- Origin: Tennessee, United States
- Genres: Blues, gospel
- Years active: 1953–1955
- Label: Sun
- Past members: Johnny Bragg John Drue Marcell Sanders William Stewart Ed Thurman

= The Prisonaires =

American doo-wop group

The Prisonaires were an American doo-wop group, whose hit "Just Walkin' in the Rain" was released on Sun Records in 1953, while the group was incarcerated in the Tennessee State Penitentiary in Nashville. The group was led by Johnny Bragg (born February 26, 1925), who had been a penitentiary inmate since 1943 when, at the age of 17, he was convicted of six charges of rape, which were later recanted or considered falsified. The Prisonaires were formed when Bragg joined up with two prison gospel singers, Ed Thurman and William Stewart (each of whom was doing 99 years for murder), and two new penitentiary arrivals, John Drue Jr. (three years for larceny) and Marcell Sanders (one-to-five years for involuntary manslaughter).

==History==
The group was discovered by the radio producer Joe Calloway, who heard them singing while preparing a news broadcast from the prison. He arranged for the group to perform on the radio, a performance which was eventually brought to the attention of Sam Phillips of Sun Records. He arranged for the group to be transported under armed guard to Memphis to record. A few weeks later, "Just Walkin' in the Rain" was released and eventually sold 250,000 copies.

Their success was such that they were allowed out on day passes to tour throughout the state of Tennessee. The band became favorites of the state's governor, Frank G. Clement, and frequently performed at his mansion.

The group's legacy was confirmed when "Just Walkin' in the Rain", written by Bragg, was recorded by Johnnie Ray, whose version sold over eight times that of the Prisonaires.

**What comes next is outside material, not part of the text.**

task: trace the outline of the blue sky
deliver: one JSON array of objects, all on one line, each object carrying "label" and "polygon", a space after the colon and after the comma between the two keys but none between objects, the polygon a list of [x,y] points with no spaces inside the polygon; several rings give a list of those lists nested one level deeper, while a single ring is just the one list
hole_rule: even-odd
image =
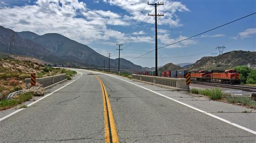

When Bragg's sentence was commuted in 1956, he formed a new group including Hal Hebb, Willy Wilson, Al Brooks and Henry "Dishrag" Jones, who were known as the Sunbeams. When they were rechristened as the Marigolds they had a No. 8 hit in the US R&B chart with "Rollin' Stone" on Decca Records. In 1960, he was unfairly sent back to jail on trumped up charges. This saw him returned to jail for six and a half years. Putting together another group called the Prisonaires, they did not record any material. Upon his further release, Bragg worked in a cemetery.

==Deaths==
Stewart died of a drug overdose in a Florida motel in 1959, Sanders died in the late 1960s, Thurman was killed in an accident in 1973 and Drue died of cancer in 1977.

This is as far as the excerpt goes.